Rather, you rely on historical backtests to evaluate the profitability of the trading edge and can go ahead to maximize the chances that they will continue to work in a real-time market environment by forward-testing it. Based on this, it doesn’t come as a surprise that algorithmic traders make more money than discretionary traders if at all they do.
The computer never sleeps
Algorithmic trading systems run as long as the markets are open, which is of great advantage, especially when trading some markets like gold where there are multiple sessions around the world. This enables you to make more trades and increase the chances of winning.
It is even possible to have strategies that trade different sessions in the same market, to take advantage of how the market behavior changes throughout the session. This concept works for global commodities (such as gold), which, depending on what part of the world is currently trading it actively, may behave very differently.
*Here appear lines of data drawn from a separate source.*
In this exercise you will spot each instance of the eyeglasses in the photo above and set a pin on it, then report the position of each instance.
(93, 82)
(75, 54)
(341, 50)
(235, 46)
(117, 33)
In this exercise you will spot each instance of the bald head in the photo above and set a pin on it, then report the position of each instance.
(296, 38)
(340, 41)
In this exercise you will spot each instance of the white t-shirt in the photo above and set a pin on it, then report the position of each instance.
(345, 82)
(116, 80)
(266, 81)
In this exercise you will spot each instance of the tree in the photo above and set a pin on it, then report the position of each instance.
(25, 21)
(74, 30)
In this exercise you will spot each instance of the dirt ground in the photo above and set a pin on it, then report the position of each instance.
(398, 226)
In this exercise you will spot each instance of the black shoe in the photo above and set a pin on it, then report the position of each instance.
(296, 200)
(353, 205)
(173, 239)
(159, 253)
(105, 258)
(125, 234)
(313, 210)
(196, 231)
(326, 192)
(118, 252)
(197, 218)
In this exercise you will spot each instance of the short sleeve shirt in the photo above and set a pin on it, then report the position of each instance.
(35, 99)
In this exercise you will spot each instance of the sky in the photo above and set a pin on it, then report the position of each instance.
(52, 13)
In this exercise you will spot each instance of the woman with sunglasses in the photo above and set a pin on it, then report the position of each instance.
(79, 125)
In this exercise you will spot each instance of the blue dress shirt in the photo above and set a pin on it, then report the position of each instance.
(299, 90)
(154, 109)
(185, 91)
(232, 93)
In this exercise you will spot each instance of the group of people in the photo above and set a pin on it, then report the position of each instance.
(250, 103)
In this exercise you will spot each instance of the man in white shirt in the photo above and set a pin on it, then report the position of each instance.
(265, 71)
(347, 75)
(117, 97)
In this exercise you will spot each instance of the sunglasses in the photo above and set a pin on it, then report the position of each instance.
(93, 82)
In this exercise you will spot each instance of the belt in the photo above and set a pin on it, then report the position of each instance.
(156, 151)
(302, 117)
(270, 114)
Automated execution for all strategies
With the discretionary approach, trading multiple trading styles — scalping, day trading, swing trading, and position trading — at the same time is nearly impossible, but with computer programs taking the trades, it is now very much possible. Moreover, apart from being a convenient solution, it comes with quite some great advantages. Perhaps, the biggest advantage is that you avoid many of the mistakes that are common in discretionary trading, such as the difficulty in handling several price charts at the same time, which can result in erroneous orders (big finger effect) or poor trade management.
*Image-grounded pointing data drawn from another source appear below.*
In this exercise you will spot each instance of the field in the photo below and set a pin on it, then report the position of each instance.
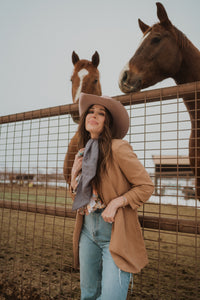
(36, 252)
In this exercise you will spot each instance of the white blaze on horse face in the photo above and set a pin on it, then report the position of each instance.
(121, 75)
(142, 40)
(81, 74)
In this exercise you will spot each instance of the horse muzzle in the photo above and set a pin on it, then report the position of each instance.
(127, 84)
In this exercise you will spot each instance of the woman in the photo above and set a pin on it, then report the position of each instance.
(109, 184)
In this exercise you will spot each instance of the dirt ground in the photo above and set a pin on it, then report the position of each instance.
(36, 261)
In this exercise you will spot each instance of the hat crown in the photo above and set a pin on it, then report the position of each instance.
(117, 110)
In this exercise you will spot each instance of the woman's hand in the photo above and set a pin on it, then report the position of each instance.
(110, 211)
(77, 166)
Definitely, there will be hiccups in algo trading, and there will be instances when your computer, your internet connection, or the broker messes things up a bit. But with some monitoring, this will just be a minor concern because most trading algos generally run smoothly. You can stay for six months without any significant hitch.
Reduced effect of trading emotions
The emotional and psychological stress associated with trading is one of the most challenging aspects of any trading style. Trading emotions can seriously affect discretionary trading. It is not uncommon to see discretionary traders struggle with placing the next trade or adhering to their set rules when they have a significant drawdown that is still below their preset maximum levels.
With the computer making the trades, algorithmic traders aren’t involved in the execution of their trading strategies, so their trading emotions have less effect on their trading outcome. However, algorithmic trading, by no means, relieves you of all emotional pressures and hardships — it only makes things a lot easier!
Easy to diversify across strategies, markets, and timeframes
Algorithmic trading makes it easy to diversify and, thus, reduce risk. With the computer executing the orders for you, you can expand your trading into more markets, timeframes, and strategies, which make for better risk management.
For example, it is possible to have your algo system trading gold, crude oil, market indexes, or stocks, all at the same time. So, if one or two of these markets behave strangely at one time, the others may be in profit and make up for those losses, which is why algo traders try to learn different algorithmic trading strategies.
At the Robust Trader, we trade as many as 100 strategies across different markets at the same time, so each strategy only risks a small portion of the capital, which makes it much safer for us.